Please pray for me. I believe that God is trying to take me in a new direction. Opportunities considered in the past are now resurfacing. I feel like a clock is ticking. Meaning that my window for something is coming close to closing. Please pray that fear does not take a strangle hold, and that I move forward into the blessings prepared for me. Thank you.
Please pray for me. I don't know what's going on. I feel like God is saying "Walk into your season". However, I feel like my spirit is weak or flesh is weak within me. I'm not sure which. I'm trying not to faint, but my faith was brutally shaken and having problems coming backa and holding on to His promises. I feel like my breakthrough is right around the corner. And that it was there about a month or so ago. But for some reason I struggle to hold on and make it. I'm hearing song "I told the storm" playing in my head. I really don't want to throw up my hands and give in. But I feel SO weak. I don't want to disappoint God. But..I'm scared to move forward in some things He asks me. I don't want to keep going through same cycle over & over again.

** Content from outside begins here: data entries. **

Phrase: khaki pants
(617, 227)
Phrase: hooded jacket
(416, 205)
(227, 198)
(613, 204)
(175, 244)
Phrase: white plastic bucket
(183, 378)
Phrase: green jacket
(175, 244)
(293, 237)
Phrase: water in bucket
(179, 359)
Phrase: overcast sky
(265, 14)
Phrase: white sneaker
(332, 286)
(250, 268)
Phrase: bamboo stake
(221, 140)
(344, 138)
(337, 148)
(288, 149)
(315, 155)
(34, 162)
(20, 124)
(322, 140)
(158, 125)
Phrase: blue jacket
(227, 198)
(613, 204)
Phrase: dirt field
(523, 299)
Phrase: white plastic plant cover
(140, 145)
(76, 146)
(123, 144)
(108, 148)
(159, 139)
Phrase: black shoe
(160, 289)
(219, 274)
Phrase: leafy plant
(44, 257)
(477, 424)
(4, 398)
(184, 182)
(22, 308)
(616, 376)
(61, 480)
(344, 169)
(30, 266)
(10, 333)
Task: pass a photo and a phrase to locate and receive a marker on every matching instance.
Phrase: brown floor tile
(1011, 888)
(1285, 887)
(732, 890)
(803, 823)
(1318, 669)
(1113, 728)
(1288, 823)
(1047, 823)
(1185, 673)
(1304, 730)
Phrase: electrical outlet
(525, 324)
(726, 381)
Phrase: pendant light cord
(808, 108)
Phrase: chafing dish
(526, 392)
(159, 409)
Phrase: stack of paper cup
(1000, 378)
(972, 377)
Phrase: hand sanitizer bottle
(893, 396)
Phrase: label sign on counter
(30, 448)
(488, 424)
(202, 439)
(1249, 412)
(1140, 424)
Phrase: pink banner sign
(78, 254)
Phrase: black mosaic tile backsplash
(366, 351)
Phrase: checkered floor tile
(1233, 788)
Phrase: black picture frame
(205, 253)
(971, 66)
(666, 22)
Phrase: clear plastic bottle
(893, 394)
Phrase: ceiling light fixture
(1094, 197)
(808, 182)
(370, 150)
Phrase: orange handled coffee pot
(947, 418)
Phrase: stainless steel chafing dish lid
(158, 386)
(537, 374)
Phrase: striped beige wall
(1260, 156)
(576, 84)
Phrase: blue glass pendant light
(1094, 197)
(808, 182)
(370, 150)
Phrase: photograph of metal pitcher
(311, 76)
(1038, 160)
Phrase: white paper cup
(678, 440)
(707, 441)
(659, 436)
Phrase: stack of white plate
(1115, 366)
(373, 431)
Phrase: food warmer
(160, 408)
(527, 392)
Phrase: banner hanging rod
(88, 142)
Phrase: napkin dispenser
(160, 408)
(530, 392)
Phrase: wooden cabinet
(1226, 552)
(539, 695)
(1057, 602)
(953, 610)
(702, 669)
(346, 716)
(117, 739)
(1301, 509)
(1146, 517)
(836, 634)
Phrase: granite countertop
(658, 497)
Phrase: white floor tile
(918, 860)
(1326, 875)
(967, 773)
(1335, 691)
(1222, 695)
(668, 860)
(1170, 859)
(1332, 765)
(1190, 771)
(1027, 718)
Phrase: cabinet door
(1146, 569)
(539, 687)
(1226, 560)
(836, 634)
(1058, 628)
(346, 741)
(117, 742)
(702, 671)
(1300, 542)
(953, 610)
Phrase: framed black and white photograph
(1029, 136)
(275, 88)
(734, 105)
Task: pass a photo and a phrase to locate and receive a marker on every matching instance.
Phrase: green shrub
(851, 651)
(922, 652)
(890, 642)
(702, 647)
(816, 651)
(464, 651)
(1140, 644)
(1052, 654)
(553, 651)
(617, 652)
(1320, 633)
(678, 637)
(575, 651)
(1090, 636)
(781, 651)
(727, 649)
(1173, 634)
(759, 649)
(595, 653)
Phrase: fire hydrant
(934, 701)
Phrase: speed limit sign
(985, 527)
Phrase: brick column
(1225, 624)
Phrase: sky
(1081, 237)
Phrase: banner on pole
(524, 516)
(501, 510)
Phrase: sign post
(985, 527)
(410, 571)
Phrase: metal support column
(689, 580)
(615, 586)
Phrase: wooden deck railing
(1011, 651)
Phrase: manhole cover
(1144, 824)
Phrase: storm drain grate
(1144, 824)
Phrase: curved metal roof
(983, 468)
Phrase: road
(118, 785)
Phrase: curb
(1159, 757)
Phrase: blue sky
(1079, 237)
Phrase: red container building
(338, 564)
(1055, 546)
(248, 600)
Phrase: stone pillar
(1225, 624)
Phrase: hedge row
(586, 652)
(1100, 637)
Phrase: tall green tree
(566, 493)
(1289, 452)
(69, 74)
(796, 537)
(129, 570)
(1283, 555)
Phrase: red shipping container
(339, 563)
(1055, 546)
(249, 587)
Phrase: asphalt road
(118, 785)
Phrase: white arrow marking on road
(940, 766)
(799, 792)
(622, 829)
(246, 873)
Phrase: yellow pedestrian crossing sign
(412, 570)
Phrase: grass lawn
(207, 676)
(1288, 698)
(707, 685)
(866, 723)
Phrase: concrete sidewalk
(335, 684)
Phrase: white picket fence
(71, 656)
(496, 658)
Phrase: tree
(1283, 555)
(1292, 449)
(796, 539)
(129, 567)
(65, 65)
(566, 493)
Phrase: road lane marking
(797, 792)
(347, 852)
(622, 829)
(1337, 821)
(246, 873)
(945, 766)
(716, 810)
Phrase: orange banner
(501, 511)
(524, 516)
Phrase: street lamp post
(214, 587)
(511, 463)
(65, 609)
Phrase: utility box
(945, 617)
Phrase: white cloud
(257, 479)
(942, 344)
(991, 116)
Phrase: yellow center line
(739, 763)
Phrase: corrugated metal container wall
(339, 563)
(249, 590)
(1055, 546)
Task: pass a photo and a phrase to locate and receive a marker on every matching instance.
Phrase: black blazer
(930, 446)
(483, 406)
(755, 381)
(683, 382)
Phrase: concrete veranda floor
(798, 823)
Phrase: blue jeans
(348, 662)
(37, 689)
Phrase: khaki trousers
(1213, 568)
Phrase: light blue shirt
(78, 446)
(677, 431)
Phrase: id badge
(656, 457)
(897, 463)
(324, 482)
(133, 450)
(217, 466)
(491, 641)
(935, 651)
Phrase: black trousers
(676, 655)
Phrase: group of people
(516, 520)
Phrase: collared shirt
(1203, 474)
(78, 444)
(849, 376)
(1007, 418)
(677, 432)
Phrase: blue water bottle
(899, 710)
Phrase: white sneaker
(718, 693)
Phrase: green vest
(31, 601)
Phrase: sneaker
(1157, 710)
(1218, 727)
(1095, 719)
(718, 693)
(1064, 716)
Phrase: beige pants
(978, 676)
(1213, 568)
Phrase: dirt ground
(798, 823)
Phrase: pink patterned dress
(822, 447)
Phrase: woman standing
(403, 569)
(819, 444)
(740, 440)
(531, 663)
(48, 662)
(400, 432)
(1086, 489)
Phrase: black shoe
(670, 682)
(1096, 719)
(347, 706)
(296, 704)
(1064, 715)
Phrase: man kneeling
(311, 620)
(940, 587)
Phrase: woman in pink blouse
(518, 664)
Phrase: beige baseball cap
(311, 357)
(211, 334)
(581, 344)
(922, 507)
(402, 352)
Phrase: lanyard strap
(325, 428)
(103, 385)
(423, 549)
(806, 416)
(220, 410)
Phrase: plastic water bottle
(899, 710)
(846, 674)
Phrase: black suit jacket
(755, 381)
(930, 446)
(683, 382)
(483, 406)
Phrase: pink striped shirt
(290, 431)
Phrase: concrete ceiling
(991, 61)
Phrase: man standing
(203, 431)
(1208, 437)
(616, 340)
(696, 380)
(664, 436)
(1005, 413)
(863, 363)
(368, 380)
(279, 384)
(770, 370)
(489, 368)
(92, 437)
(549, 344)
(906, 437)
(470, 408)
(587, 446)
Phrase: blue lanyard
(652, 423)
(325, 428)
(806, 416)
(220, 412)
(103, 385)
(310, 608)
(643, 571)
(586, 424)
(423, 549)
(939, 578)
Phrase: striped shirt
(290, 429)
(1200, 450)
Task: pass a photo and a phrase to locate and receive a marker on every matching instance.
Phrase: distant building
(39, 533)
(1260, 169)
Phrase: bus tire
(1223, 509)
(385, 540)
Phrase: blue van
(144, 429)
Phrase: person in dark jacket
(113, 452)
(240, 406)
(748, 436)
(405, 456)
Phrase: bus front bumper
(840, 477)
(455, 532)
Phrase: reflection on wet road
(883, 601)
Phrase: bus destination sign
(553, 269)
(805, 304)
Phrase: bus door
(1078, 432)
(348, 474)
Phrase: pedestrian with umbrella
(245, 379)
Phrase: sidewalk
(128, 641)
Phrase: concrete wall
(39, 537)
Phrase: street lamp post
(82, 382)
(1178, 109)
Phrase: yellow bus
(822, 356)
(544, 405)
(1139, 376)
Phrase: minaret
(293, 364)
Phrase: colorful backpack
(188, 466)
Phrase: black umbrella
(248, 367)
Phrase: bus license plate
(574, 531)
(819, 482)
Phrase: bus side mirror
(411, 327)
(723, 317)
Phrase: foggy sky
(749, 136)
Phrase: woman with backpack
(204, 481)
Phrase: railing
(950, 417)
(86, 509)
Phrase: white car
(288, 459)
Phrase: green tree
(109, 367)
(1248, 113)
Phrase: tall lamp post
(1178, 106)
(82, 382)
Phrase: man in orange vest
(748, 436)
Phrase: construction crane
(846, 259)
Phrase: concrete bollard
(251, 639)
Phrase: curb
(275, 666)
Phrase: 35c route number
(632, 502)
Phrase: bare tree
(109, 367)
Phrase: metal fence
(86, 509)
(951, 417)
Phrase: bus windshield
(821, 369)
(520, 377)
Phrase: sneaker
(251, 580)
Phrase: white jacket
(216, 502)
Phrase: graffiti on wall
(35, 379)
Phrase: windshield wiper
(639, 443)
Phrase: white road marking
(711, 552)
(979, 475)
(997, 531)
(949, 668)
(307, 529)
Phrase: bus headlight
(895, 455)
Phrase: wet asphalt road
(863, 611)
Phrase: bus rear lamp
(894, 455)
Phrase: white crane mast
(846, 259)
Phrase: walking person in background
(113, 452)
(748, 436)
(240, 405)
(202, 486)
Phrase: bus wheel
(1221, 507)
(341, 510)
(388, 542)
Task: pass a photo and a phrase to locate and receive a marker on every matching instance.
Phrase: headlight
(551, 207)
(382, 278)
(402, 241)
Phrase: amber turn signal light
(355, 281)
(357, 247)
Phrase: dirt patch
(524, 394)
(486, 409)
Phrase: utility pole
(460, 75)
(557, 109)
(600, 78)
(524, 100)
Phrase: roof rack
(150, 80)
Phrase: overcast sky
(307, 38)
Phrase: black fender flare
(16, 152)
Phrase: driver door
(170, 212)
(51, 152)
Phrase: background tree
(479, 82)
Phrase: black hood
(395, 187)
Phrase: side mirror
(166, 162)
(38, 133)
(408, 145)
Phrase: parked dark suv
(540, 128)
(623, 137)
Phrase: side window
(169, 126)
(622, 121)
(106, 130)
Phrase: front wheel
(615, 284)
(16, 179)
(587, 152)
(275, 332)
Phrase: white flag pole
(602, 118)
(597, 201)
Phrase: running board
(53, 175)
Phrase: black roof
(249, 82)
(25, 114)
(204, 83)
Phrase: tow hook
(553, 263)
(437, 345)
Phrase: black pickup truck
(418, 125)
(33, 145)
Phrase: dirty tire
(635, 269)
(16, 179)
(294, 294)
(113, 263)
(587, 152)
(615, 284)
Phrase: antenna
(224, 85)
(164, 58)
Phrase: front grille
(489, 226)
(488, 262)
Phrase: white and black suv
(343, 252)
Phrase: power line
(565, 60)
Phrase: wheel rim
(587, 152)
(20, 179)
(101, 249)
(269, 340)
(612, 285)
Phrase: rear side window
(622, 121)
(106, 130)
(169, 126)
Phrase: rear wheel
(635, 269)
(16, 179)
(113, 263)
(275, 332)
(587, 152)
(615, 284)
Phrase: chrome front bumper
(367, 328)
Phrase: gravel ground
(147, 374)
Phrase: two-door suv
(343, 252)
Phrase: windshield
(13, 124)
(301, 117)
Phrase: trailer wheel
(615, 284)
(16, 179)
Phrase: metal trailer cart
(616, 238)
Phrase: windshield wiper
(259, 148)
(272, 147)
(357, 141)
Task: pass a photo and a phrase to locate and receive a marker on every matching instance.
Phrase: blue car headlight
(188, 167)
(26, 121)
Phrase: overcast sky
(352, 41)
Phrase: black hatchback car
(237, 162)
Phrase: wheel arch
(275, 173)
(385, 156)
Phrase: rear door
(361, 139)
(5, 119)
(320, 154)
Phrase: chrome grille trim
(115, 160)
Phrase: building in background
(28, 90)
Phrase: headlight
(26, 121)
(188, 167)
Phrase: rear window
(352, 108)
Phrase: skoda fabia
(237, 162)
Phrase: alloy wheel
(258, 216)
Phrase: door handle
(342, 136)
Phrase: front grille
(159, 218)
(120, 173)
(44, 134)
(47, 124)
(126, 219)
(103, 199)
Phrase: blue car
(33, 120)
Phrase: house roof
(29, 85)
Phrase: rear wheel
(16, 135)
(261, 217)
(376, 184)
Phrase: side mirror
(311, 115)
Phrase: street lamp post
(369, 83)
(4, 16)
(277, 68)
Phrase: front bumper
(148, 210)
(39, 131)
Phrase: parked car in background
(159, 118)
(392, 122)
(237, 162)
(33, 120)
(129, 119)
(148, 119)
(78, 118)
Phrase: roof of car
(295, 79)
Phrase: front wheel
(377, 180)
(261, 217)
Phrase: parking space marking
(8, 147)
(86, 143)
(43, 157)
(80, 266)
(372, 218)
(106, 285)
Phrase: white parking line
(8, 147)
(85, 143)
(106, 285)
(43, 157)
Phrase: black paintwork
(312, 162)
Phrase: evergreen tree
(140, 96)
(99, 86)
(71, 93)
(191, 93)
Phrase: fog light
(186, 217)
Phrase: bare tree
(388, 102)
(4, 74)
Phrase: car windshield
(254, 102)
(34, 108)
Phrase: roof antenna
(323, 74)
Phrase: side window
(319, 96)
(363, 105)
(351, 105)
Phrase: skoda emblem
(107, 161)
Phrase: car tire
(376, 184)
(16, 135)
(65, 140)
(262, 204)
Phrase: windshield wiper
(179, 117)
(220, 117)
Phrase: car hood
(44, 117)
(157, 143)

I have been wrestling with spirit of obedience - trying to be sensitive to Spirit and let it lead/guide me. On watch night, Spirit asked me to do some things to show praise - to be free. Then It asked me something out of my comfort zone. And instead of being obedient, I did what I considered a compromise but what in truth was disobedience. I feel that very important breakthrough would have resulted in that breakthrough. Since then, I have been seeking God more. And seeing visions of His promises for me - husband, children, ministry. Sadly, the enemy now knowing I'm taking back what was stolen from me - is not happy at all. And is attacking. Trying to take it back. Yesterday I had SO MUCH JOY in God. I even got in accident from initially being disobedient, but I was able to SMILE the whole day and laugh. Granted peace because it happened as result of me TURNING AROUND to do what Spirit said 1st time. But today, though I woke up with WORD needed from God, some time this morning. It's like it was snatched away w/o me noticing. Please pray that I not be bound by feelings/what I see in natural but in EVERYTHING have CONFIDENCE/FAITH in GOD and HE will provide. Thanks.